What Is a MERV Rating and What MERV Rating Do I Need?
Once you locate your old furnace filter and determine when it should be replaced, it’s time to choose a replacement. That means deciding on the level of filtration that you need. One method to do this is by choosing an appropriate MERV rating for your needs.
MERV is an abbreviation for Minimum Efficiency Reporting Values. The MERV rating calculates the effectiveness of air filters at trapping airborne molecules. The rating scale ranges from 1 to 20, with higher numbers indicating a greater ability to filter smaller particles.
Experts say a filter with a MERV rating between 8 and 13 offers a good balance between having good indoor air quality without unnecessarily restricting airflow. However, people with specific health conditions might need to purchase a filters with a higher MERV rating.
Which Way to Put the Air Filter in a Furnace or Air Conditioner
Putting an air filter in a furnace or air conditioner the proper way is important for the efficient operation of the heating or cooling system. Air filters have a particular direction, indicated by an arrow located on the side of the filter frame. The filter should be placed in the unit with this arrow pointing toward the furnace or AC, which is the direction of the airflow. If you're unsure about the airflow direction, remember that air always moves from the return duct to the heat or cooling source. Therefore, make certain the arrow points at the furnace or air conditioner.
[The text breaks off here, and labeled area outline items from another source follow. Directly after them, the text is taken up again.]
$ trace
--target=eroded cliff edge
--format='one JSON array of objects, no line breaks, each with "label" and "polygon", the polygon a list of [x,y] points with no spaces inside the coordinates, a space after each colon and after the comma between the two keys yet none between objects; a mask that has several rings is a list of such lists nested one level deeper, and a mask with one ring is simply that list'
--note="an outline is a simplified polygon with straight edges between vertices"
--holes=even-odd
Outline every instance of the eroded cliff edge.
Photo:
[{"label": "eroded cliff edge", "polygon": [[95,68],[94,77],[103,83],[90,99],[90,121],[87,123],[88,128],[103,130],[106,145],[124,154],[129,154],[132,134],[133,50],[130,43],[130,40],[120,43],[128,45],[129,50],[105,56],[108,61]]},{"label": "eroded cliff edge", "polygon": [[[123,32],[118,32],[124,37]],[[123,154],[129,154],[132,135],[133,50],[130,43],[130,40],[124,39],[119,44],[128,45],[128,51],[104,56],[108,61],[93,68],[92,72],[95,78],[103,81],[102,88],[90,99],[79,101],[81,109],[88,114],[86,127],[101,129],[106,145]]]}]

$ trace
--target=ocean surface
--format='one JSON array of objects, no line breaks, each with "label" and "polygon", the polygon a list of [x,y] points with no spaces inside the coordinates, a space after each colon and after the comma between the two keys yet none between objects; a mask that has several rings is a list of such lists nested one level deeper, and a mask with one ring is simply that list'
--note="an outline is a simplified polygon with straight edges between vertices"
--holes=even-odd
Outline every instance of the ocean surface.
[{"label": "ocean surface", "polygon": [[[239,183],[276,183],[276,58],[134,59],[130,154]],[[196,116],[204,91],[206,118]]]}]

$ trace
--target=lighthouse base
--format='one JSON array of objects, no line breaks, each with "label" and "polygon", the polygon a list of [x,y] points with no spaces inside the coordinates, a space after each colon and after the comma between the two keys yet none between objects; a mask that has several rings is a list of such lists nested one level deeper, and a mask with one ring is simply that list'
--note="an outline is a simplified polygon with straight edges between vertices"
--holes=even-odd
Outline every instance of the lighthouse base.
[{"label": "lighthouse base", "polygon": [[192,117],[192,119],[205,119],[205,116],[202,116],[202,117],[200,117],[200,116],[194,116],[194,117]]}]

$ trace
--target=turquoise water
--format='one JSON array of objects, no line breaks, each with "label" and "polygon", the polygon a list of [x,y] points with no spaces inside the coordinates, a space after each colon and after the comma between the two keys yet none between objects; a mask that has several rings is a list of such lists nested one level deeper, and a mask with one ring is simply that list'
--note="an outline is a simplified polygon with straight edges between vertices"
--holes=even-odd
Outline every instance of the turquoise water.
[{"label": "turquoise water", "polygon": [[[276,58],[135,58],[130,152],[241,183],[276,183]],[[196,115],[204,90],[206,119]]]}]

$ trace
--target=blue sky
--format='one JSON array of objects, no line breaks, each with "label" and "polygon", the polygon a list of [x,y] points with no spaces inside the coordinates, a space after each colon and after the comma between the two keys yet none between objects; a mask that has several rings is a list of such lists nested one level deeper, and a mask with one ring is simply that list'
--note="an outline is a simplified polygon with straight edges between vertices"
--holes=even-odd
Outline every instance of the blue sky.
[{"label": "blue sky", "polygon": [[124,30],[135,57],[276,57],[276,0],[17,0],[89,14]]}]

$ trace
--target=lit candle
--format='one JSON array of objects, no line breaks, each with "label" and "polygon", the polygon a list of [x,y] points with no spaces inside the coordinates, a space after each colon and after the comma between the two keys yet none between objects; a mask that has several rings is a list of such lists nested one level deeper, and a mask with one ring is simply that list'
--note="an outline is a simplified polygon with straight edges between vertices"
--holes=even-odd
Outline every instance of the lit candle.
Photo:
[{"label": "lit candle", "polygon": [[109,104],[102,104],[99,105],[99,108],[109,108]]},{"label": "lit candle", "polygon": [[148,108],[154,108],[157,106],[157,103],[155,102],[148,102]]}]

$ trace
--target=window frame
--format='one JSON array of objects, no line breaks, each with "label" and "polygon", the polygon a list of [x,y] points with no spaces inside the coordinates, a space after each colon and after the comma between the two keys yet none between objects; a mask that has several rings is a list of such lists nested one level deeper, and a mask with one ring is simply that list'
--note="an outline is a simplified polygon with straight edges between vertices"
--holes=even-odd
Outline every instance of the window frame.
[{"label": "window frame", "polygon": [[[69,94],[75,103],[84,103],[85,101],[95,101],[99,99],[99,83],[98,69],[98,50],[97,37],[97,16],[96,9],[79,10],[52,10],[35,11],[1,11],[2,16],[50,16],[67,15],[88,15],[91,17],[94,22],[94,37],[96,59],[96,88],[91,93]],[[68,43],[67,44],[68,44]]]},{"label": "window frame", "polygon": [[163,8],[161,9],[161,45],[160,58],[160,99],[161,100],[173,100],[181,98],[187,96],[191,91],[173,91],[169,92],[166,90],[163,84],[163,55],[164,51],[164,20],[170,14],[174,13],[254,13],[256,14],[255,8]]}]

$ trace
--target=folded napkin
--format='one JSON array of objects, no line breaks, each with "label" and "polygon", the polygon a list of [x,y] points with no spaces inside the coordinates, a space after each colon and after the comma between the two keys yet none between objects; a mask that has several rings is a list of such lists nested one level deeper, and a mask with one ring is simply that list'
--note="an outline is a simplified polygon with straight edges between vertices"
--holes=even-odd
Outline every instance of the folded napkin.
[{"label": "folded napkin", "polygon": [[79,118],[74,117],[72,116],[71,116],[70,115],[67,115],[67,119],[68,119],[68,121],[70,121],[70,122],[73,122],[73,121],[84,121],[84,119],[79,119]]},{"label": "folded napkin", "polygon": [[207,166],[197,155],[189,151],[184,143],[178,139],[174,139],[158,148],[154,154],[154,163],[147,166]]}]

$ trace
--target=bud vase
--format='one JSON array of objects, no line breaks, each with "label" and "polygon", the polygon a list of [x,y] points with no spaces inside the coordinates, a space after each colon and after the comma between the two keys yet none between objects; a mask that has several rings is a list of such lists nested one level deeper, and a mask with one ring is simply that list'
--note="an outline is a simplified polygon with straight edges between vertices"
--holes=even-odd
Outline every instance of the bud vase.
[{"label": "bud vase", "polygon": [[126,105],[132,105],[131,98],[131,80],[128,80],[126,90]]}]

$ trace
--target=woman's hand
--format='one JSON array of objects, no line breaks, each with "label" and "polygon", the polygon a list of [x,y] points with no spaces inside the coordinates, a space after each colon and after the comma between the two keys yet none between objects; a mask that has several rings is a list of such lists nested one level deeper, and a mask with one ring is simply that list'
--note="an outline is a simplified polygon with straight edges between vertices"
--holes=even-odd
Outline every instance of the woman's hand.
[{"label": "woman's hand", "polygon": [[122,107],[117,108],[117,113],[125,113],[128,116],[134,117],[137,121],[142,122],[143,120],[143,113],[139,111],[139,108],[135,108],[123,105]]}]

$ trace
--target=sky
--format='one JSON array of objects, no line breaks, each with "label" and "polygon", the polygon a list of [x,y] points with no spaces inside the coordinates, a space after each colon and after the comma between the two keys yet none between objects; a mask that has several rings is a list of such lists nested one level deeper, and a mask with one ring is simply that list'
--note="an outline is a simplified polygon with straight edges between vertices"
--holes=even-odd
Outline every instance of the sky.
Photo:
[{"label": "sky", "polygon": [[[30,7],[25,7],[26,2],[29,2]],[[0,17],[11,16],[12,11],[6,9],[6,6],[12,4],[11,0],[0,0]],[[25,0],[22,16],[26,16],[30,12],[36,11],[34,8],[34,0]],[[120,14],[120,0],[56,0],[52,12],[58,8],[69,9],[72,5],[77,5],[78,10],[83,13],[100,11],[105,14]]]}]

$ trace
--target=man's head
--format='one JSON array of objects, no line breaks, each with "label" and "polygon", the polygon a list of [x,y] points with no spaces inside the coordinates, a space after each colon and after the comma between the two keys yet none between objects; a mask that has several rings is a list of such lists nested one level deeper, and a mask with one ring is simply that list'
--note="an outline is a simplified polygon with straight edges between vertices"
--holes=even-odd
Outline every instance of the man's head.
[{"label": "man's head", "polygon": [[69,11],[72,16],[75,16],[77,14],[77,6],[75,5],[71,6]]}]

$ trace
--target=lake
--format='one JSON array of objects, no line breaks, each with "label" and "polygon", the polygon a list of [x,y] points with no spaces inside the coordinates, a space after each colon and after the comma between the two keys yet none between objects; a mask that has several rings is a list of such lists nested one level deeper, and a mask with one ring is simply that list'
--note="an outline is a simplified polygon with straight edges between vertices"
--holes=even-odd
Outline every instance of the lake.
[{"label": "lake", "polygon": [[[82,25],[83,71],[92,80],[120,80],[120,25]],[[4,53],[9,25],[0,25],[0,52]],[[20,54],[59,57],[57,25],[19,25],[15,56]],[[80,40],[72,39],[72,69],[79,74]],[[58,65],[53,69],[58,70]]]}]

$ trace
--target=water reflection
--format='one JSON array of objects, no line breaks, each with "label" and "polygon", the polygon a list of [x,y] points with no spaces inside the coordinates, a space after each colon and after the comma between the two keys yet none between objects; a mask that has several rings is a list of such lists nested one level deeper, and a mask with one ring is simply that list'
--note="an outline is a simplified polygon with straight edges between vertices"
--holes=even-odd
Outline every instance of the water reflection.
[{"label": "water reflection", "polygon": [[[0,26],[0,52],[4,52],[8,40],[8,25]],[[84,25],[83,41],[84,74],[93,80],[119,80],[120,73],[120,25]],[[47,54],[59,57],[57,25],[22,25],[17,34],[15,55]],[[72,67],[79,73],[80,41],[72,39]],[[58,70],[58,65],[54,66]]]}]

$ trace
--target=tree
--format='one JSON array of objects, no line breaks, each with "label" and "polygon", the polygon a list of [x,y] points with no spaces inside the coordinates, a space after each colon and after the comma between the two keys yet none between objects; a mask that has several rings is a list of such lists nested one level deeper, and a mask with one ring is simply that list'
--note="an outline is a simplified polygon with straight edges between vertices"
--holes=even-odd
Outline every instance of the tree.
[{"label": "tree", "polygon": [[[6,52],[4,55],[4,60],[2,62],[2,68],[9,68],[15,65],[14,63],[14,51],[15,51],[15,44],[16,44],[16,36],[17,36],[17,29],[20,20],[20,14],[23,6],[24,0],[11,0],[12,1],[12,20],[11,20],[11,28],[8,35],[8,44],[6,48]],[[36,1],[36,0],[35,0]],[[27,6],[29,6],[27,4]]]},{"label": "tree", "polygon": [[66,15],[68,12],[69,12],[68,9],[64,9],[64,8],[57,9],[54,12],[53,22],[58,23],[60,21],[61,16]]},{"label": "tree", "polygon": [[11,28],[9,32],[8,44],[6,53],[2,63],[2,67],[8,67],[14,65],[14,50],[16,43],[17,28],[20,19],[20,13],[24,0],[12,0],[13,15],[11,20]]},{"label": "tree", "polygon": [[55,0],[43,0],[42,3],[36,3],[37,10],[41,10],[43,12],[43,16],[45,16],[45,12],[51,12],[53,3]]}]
Many people struggle with which direction to face their system's air filter. To help remember, consider taking a picture with your cellular phone after the filter has been properly installed by a professional. Or, you also could ask a technician to use a marker to write on the outside of your furnace which direction the filter should be installed. A handy time to do this is during a routine furnace maintenance visit.
How to Change a Furnace Air Filter
Changing the filter on your furnace or AC is a simple process. Here is a step-by-step list of how to take out a dirty air filter and replace it with a new one:
- 1. Turn off your furnace: Be sure to turn off your furnace before beginning the process.
- Locate the furnace filter: Typically, the filter is positioned in the furnace or in the air return vent. Take note of which direction the arrow points on the filter, because you’ll want the arrow on the clean filter to point similarly.
- Slide out the old filter: Be mindful not to knock out any dust or debris.
- Note the date: Write down the date of replacement on the new filter's frame. This will make it easier to keep track of when it's time for the next change.
- Slide in new filter: Put in the new filter with the arrow pointing at the furnace, which is the direction of airflow and should be the same direction the arrow pointed on your last filter.
- Secure the filter: Make sure the new filter fits securely and close any latches or clips that secure it in place.
- Turn on your furnace: Once the new filter is completely installed, you can turn your furnace back on.
Will a Dirty Air Filter Cause a Furnace Not to Work?
The shortest answer is, yes, a dirty air filter can cause a furnace to stop working or shorten its lifespan. Changing your furnace or AC filter is one of the easiest things you can do to keep your system operating effectively.